CSG: the allegations are unfounded
According to CSG group spokesman Andrej Čírtek, pre-litigation notices were sent not only to several former PBS Group employees who now work for Strand’s company, but also to the CSG group itself. CSG has rejected the allegations. “The allegations of industrial rights violations or misuse of trade secrets are unfounded, and we will respond accordingly,” wrote Čírtek.
According to Čírtek, AviaNera currently employs more than twenty experts from various companies and countries, and only a few individuals in this team have previous professional experience with PBS Group.
“Avia Nera develops its own technical solutions and designs, which we consider to be technologically advanced and unique in this segment. It also recently communicated transparently how it acquired its know-how in the field of UAS power units (at this point, we refer to the communication of the acquisition of MUST Solutions). The CSG Group is convinced that all its activities are conducted in accordance with applicable laws and fair business practices,” said the spokesperson.
“We consider the pre-trial summons, as well as their unofficial disclosure to the media, to be a deliberate and unethical attempt to make life difficult for former employees and discourage potential candidates interested in a career change.
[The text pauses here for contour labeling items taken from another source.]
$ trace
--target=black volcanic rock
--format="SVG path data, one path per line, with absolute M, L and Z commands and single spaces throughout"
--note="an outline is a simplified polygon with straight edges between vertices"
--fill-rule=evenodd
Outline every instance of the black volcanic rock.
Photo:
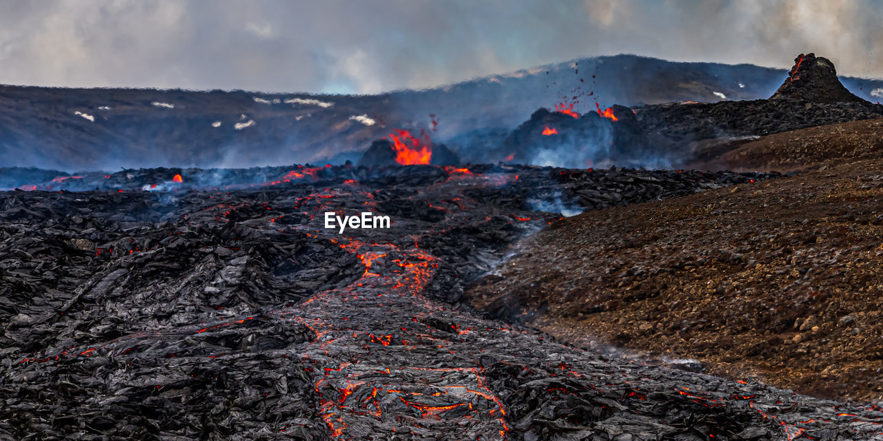
M 432 157 L 429 160 L 431 165 L 451 166 L 460 163 L 460 158 L 456 153 L 448 148 L 444 144 L 433 144 Z M 371 146 L 362 155 L 358 161 L 359 166 L 364 167 L 389 167 L 399 165 L 396 161 L 396 150 L 389 139 L 381 138 L 371 143 Z
M 612 111 L 615 121 L 594 111 L 574 117 L 540 108 L 509 134 L 497 154 L 514 162 L 574 168 L 645 165 L 647 142 L 635 115 L 625 106 Z
M 815 54 L 800 54 L 785 82 L 770 97 L 813 102 L 867 102 L 841 84 L 831 60 Z

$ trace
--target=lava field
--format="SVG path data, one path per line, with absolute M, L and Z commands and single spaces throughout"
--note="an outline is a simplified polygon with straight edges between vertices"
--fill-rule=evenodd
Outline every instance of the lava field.
M 346 166 L 194 183 L 218 176 L 0 193 L 0 440 L 879 436 L 879 408 L 562 345 L 460 303 L 554 212 L 775 175 Z M 391 228 L 324 228 L 365 211 Z

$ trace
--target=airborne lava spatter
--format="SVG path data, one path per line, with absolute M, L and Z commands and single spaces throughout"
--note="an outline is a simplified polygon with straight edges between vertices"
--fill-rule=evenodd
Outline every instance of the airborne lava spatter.
M 414 138 L 408 131 L 390 133 L 389 138 L 396 150 L 396 161 L 402 165 L 428 164 L 433 157 L 432 141 L 428 134 L 422 134 L 423 139 Z
M 617 118 L 616 116 L 614 115 L 613 108 L 607 108 L 604 110 L 601 110 L 600 104 L 598 104 L 597 102 L 595 102 L 595 107 L 598 108 L 598 115 L 600 116 L 603 116 L 612 121 L 619 121 L 619 118 Z
M 561 112 L 562 114 L 566 114 L 566 115 L 570 115 L 570 116 L 573 116 L 574 118 L 578 118 L 579 117 L 579 114 L 577 113 L 573 109 L 573 106 L 575 104 L 576 104 L 575 102 L 568 102 L 566 101 L 555 103 L 555 112 Z

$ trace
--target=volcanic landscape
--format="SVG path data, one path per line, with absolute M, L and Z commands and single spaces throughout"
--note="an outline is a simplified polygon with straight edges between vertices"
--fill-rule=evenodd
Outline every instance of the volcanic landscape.
M 874 150 L 770 148 L 827 123 L 879 135 L 883 107 L 847 93 L 828 60 L 801 55 L 769 100 L 539 109 L 491 152 L 517 162 L 603 138 L 585 159 L 637 166 L 652 153 L 683 168 L 463 164 L 464 152 L 403 131 L 358 164 L 2 169 L 0 186 L 16 188 L 0 192 L 0 440 L 883 439 L 883 409 L 867 400 L 709 375 L 676 356 L 689 345 L 635 356 L 616 338 L 628 314 L 540 326 L 650 296 L 567 303 L 595 295 L 582 276 L 594 263 L 635 277 L 598 278 L 608 297 L 652 291 L 631 284 L 646 274 L 629 259 L 665 256 L 635 256 L 628 237 L 686 233 L 684 204 L 800 187 L 770 163 L 823 170 L 819 155 Z M 328 212 L 391 225 L 328 228 Z M 645 224 L 625 231 L 630 220 Z M 582 336 L 605 344 L 573 338 L 586 323 Z M 641 329 L 652 340 L 662 328 Z M 647 340 L 633 343 L 663 352 Z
We regret the way in which these people are being publicly or privately slandered without evidence,” added Čírtek, saying that competition should be “conducted fairly through the quality of products and services for customers, not through lawyers who submit unsubstantiated pre-trial summonses to the media.”
Tense relations
Relations between CSG and PBS Group, owned by Czech-American businessman William Didden, have been tense for several years. Strnad wanted to buy PBS Group in 2024, which the owner of the engineering group refused.
Some media outlets then speculated about who the real owner of PBS Group was, to which the company responded by issuing an unusual press release informing the public about CSG’s offer. PBS Group director Petr Kádner commented on the matter a few months later in an interview with SZ Byznys.
“We told the company that we didn’t know where this was all heading, and if they wanted something, they should put it in writing. They did so, we presented it to the owner, and we also asked some of our customers. They indicated that it would not be a good idea and that some business relationships would not be possible to develop as before. So we politely declined the offer,” Kádner said last May about the takeover speculation.